Hold your loved one—and yourself—accountable: This is a good time for you to tell your loved one how you feel and see if they are willing to own up to their words and actions that occurred during their addiction. If there were things you said or did during that time, you could acknowledge that, too. It also can empower you to own past situations so you can move forward for good. When both sides accept responsibility without excuses, it shows that you are serious about doing things differently should the relationship change for the better.

Be realistic. It’s OK if you are not willing to review the past with the person who hurt you during their addiction or reconnect with them permanently. Either way, the goal is for you to move forward on a positive note. Sometimes, we have to do that on our own and away from the person who hurt us. The main goal is to let go of past things weighing you down. Besides, even if now is not the time to reconnect, that could change in the future. Remain open to the possibility while working on your relationship with yourself.

What If Your Loved One Wants to Make Amends?

Many whose addiction derailed or ended their personal relationships seek to heal the past by making amends for what they have done to the people they have hurt. This is not just about apologizing, however. Saying “I’m sorry” is only a part of the amends process. It mainly, however, involves taking proactive steps to correct a past mistake or misdeed while saying sorry just acknowledges what happened.

Step 8 and Step 9 of the 12 Steps of the Alcoholics Anonymous program urges participants to go beyond the apology and correct the situation where it is possible to do so.
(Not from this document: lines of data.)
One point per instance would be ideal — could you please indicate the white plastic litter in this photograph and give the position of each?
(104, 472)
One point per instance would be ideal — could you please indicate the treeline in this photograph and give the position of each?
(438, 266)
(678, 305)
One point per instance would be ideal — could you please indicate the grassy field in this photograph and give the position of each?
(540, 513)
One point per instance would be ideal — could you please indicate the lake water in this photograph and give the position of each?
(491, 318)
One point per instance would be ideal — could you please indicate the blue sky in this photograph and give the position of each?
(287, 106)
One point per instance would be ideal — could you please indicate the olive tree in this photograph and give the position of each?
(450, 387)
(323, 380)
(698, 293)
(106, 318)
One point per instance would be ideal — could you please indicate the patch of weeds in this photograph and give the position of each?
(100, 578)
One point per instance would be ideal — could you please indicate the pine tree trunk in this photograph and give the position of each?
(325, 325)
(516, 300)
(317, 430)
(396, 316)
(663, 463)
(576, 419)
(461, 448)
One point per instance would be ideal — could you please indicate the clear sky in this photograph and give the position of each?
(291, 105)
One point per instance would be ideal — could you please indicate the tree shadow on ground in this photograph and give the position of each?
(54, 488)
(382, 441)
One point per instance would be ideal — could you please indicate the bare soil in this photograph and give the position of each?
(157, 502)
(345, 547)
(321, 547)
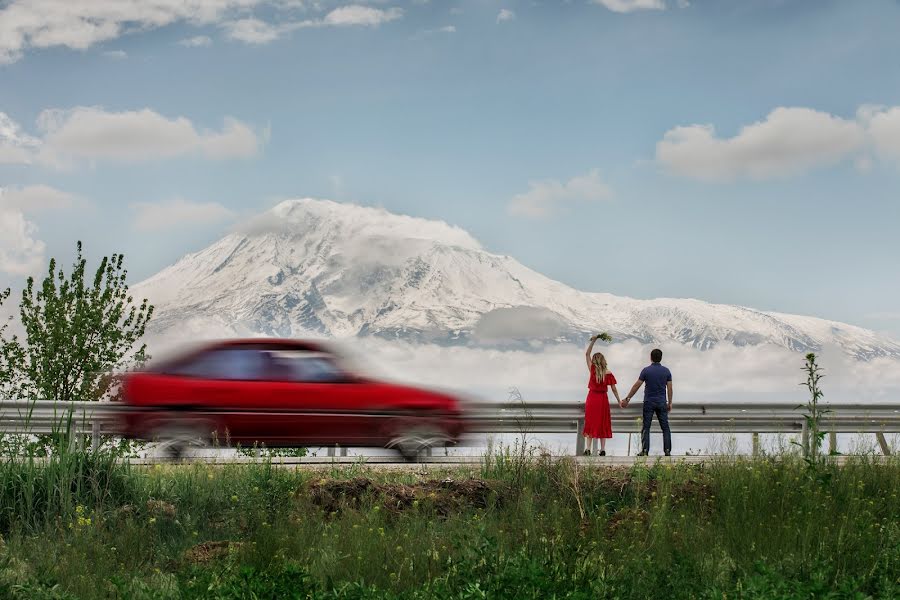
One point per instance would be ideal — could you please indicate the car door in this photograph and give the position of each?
(321, 403)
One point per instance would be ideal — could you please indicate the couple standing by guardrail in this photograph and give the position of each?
(657, 380)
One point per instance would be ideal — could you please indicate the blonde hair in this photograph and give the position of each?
(600, 368)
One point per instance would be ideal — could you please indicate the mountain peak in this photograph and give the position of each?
(311, 267)
(304, 216)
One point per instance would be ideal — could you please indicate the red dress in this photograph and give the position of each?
(597, 420)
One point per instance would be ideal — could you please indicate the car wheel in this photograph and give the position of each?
(179, 440)
(413, 441)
Step 8 says, “Made a list of all the persons we had harmed, and became willing to make amends to them all,” and Step 9 is, “Made direct amends to such people wherever possible, except when to do so would injure them or others.”

Everyone’s making amends approach will not look the same. There are different kinds of amends, according to John MacDougall, who was interviewed for the article, “Making Amends Is More Than an Apology,” on the Hazelden Betty Ford Foundation website. 

According to MacDougall, making amends is about restoring justice as much as possible. That could mean returning money to a person that was used for buying drugs or replacing an item that was stolen, or repairing one that was broken. 

All of those instances would be considered direct amends. Indirect amends means doing something to correct a situation that can’t be undone. For example, someone involved in a drunk-driving accident that left someone dead could donate their time to speaking to young people about the dangers of drunk driving. That would be considered indirect amends because the survivor of the crash can’t undo the other person’s death. 

Making amends aims to show others that the person working to overcome their mistakes during their addiction has made a true change. The goal is also to show that they no longer let addiction rule their behavior or run their lives.

If your loved one is trying to restore respect and trust in your relationship in this way, you can remain open if you wish and give them a chance to see where it may lead.

Do what’s best for you, as you are on a healing journey of your own after a loved one’s addiction.